Wie ein Kinder-Karussell wirkt eine Gruppe der niedrigen „beugelstoelen“
von Gerrit Rietveld (1927/28), der das Thema Stahlrohr in seinem Kampf
gegen den konventionellen Zargenstuhl mit skulpturalen Ansätzen verband:
Vierfüßige Rohrgestelle aus weichen, organischen Linien tragen durchgehend
gebogene, farbige Sperrholzplatten, die Sitz und Lehne bilden. Einem Blitz
aus vier trapezförmigen Flächen gleicht sein „zig-zag-stoel“. Den
Gestaltungsprinzipien der Künstlergruppe „de-Stijl“ folgt eine
Stuhl-Skulptur aus rechtwinkligen Flächen, die den Sitzenden umschließen.
Eine Seitenlehne dient waagerecht gekippt als Tischplatte. Der Sessel
beansprucht trotz der Einfachheit seiner Materialien einen eigenen Platz,
schneidet einen privaten Ort aus dem Raum heraus.
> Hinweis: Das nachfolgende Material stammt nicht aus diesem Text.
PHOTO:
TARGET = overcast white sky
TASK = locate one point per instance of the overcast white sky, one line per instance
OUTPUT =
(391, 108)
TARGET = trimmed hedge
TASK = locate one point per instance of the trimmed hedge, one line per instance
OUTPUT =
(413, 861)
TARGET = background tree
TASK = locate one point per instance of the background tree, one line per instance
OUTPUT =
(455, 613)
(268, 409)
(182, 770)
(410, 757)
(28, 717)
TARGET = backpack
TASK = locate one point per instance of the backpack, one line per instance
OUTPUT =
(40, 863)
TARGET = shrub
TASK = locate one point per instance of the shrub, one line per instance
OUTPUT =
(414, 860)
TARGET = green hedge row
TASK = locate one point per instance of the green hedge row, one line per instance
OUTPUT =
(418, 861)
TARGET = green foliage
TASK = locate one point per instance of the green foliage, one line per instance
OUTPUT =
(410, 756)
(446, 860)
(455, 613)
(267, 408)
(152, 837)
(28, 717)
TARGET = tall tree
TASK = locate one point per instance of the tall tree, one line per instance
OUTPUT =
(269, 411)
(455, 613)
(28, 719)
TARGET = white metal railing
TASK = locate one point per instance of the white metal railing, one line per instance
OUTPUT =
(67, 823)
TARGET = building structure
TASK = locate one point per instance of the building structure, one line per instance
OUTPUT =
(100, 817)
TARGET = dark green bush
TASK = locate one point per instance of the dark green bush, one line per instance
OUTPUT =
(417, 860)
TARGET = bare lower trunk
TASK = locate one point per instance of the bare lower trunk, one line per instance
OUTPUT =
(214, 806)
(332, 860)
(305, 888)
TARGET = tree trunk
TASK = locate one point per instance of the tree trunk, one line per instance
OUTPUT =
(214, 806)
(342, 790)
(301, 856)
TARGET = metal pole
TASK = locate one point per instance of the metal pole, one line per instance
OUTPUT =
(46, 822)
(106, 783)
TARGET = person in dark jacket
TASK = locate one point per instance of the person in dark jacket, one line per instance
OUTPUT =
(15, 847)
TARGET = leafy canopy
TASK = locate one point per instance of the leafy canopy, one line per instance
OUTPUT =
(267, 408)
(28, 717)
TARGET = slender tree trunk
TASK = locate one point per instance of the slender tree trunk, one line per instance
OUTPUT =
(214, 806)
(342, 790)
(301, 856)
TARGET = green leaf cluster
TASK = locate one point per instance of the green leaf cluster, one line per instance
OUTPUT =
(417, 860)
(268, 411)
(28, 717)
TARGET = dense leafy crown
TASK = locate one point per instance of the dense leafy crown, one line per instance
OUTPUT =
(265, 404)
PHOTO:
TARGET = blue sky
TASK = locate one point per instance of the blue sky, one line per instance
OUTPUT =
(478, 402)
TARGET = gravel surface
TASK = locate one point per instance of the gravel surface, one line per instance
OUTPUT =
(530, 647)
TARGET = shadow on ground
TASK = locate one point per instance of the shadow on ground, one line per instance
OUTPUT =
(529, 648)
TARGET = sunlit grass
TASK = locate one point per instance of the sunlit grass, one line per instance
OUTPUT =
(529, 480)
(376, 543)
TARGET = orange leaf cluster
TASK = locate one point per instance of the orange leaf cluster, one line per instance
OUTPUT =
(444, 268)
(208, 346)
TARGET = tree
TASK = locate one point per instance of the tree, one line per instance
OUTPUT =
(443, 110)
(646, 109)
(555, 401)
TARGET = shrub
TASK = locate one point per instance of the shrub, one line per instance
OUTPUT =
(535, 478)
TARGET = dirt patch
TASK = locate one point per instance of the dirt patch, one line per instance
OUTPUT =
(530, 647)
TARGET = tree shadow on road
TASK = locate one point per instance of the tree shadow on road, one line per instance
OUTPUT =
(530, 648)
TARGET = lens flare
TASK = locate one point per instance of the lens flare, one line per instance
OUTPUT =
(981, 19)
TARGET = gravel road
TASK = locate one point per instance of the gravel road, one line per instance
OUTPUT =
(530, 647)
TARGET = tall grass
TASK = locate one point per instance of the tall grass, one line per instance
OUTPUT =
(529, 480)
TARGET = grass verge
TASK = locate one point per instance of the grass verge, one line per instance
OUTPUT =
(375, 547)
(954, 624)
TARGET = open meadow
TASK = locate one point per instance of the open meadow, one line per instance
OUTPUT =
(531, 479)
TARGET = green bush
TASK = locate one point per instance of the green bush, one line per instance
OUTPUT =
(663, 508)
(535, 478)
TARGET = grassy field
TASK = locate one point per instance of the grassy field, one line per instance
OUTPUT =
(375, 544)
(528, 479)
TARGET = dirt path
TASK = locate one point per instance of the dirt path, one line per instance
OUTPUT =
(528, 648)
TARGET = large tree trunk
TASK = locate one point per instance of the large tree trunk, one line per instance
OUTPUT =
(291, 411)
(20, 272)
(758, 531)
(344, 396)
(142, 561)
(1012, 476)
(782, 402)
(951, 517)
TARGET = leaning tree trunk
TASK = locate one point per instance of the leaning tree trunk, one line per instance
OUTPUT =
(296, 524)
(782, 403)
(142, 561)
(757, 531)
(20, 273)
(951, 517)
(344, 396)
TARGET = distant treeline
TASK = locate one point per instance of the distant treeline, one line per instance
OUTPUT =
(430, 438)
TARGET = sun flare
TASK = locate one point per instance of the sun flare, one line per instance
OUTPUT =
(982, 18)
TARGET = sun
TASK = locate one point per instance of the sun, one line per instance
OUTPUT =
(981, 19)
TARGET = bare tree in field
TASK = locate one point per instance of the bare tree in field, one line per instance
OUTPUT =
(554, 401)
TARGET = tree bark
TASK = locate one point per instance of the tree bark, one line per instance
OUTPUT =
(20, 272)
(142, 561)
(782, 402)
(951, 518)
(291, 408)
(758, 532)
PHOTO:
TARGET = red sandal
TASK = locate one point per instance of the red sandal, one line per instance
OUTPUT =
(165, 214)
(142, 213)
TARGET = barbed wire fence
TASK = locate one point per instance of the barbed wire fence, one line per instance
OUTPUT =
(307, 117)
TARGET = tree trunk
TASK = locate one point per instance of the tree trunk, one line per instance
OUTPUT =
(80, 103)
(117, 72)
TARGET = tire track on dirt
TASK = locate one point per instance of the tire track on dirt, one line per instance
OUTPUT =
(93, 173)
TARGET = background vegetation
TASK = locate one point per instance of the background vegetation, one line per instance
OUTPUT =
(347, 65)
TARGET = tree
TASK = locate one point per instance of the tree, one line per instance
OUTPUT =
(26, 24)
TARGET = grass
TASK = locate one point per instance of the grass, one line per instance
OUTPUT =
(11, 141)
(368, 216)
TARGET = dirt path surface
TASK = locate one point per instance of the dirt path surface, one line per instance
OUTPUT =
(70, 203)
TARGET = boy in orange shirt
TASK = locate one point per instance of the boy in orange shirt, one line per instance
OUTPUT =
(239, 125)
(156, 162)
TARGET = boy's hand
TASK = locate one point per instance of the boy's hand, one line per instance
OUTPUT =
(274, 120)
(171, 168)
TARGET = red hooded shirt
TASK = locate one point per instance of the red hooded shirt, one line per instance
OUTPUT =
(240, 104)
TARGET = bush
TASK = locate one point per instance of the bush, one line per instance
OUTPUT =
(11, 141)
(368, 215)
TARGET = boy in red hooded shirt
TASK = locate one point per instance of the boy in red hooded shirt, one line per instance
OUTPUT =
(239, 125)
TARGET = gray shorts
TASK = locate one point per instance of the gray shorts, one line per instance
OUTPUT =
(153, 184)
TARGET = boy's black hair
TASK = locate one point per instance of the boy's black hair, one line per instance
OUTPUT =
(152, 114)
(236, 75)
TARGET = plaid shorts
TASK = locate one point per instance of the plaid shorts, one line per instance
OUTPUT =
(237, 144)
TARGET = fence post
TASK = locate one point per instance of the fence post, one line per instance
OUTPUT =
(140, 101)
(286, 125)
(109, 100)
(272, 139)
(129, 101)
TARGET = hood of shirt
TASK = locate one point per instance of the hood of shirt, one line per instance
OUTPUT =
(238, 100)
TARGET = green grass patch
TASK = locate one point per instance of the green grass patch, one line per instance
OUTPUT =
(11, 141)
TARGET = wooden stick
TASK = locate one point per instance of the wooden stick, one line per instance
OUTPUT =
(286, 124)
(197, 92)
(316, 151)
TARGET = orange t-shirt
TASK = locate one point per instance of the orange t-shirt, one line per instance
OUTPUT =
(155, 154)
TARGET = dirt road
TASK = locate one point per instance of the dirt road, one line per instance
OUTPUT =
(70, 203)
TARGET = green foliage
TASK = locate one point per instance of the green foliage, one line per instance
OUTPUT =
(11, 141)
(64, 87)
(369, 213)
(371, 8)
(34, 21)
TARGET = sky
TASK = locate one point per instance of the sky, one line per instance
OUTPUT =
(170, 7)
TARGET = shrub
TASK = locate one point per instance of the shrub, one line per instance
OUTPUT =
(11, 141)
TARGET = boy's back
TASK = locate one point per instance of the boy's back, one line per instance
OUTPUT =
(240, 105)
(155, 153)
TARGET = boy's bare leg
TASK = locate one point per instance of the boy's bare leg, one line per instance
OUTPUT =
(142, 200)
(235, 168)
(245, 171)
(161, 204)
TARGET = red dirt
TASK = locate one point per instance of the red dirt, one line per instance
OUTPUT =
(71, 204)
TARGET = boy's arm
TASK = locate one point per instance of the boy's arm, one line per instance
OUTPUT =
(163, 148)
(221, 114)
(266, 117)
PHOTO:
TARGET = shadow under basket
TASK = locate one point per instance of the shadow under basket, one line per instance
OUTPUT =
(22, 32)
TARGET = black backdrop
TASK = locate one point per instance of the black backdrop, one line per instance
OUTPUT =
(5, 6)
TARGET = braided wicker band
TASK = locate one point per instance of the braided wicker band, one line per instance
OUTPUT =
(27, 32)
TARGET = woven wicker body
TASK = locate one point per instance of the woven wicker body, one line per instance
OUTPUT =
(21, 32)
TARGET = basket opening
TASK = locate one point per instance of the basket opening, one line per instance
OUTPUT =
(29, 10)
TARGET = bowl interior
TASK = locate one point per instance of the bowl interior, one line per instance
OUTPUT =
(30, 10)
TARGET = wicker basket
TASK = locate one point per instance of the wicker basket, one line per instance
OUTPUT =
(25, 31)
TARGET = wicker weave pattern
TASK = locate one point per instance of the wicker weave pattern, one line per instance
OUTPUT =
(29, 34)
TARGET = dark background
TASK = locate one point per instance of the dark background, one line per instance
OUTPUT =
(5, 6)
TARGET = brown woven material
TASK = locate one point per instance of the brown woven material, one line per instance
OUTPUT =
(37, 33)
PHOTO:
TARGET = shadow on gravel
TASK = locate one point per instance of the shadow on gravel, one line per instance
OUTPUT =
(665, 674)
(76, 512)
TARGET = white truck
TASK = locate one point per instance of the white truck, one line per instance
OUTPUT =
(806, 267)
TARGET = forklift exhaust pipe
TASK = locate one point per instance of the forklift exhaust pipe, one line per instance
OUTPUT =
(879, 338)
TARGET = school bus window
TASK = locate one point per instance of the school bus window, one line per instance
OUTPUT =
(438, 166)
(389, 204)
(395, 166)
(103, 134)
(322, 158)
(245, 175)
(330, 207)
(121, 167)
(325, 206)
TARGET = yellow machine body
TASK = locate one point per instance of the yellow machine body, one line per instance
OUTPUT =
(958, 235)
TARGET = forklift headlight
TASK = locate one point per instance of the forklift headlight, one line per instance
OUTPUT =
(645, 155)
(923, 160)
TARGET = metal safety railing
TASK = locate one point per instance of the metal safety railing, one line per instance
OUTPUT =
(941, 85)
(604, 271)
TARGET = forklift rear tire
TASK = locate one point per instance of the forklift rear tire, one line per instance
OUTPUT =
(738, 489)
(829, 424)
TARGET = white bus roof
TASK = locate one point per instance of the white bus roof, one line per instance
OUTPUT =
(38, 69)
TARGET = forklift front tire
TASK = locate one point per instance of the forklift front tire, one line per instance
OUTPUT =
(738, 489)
Diesem Ausdruck betonter Individualität gegenüber ziehen die Freischwinger
Stams in einer strengen, minimalistischen Parade dahin, angeführt von einem
wiederentdeckten Prototypen, der 1929 auf der „Der Stuhl“-Ausstellung in
Frankfurt in einer Reihe mit Rietvelds „beugelstoel“, einem Freischwinger
von Mies van der Rohe und dem „B5“ genannten vierbeinigen Stahlrohrstuhl
von Marcel Breuer stand. Die Projektion eines Rasterbildes von Piet
Mondrian auf die monotone Stuhlkette ist eine Erinnerung an den Zeitgeist,
der Kunst und Möbelgestaltung aus den gleichen Quellen der Reduktion und
Systematisierung speiste. Selbst auf den Schwung der Stahlrohrlinie, die
Mies van der Rohe so erregte, verzichtete Stam und zerlegte sie in
verschraubbare Elemente zugunsten einer kostengünstigeren seriellen
Produktion, Verpackung und Transport.
Der Gestalter Marcel Breuer wird mit dem Wassily-Sessel identifiziert. Eine
Anzahl umgekippter Sessel bildet eine Wassily-Wand, in der sich die
Maßstäblichkeit und Raumaufteilung der Bauhaus-Architektur wiederholt.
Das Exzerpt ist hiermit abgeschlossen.